Più specificamente, come precisato da Cass. Sez. V, n. 7294 del 2012, e ripreso da Cass. Sez. V, n. 6977 del 2015, «l’affermazione di una generale ed automatica emendabilità degli errori commessi dal contribuente nella redazione della dichiarazione, tuttavia, non può ritenersi estesa alla dichiarazione dei redditi “tout court”, ma deve correttamente circoscriversi alla indicazione di quei dati, relativi alla quantificazione delle poste reddituali positive o negative, che integrino errori tipicamente materiali (ad es. errori di calcolo od anche errata liquidazione degli importi), ovvero anche formali (concernerti le esatta individuazione della voce del modello da compilare nella quale collocare la posta), rimanendo a tali ipotesi estranea la fattispecie in esame».
Nel caso di specie, la dichiarazione dell’intendimento di adeguamento al parametro del reddito previsto per un determinato settore di attività è da considerarsi atto negoziale, perché incide sulla determinazione della base imponibile e sull’entità del tributo da versare.

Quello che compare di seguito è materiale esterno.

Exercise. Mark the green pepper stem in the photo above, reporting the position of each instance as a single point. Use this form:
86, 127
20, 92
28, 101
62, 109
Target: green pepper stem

Essa, pertanto, è emendabile in caso di errore solo nel termine espressamente concesso nel menzionato art. 2, comma 8-bis, d.P.R. n. 322 del 1998, di cui, peraltro, la parte contribuente non risulta essersi avvalsa. Al contrario, la predetta dichiarazione non è modificabile dal contribuente mediante la difesa nel processo. Si tratta, infatti, di indicazioni volte a mutare la base imponibile e le somme da versare e perciò inidonee a costituire oggetto di un mero errore formale (in termini, Cass. Sez. V, 13/04/2012, n. 5852) e comunque non originanti da errore di calcolo o materiale ovvero da errori generati dall’ignoranza di elementi di conoscenza successivamente acquisiti. Ne consegue che vanno accolti i motivi con i quali l’Agenzia si duole del fatto che i giudici del merito abbiano ritenuto emendabile la dichiarazione dei redditi, anche in difetto della dichiarazione integrativa disciplinata dall’art. 2, comma 8-bis, del d.P.R. n. 322 del 1998.
5. Il ricorso va dunque accolto in relazione al motivo indicato. La sentenza impugnata va cassata e, decidendosi nel merito non essendo necessari ulteriori accertamenti di fatto, il ricorso originario del contribuente va respinto.
6. Stante l’esito del giudizio nelle fasi di merito e l’epoca in cui è iniziato il procedimento, le spese correlative possono essere compensate.
P.Q.M.
Accoglie il terzo motivo di ricorso, assorbito il primo ed il secondo, cassa la sentenza impugnata e, decidendo nel merito, rigetta l’originario ricorso del contribuente. Compensa le spese processuali tra le parti.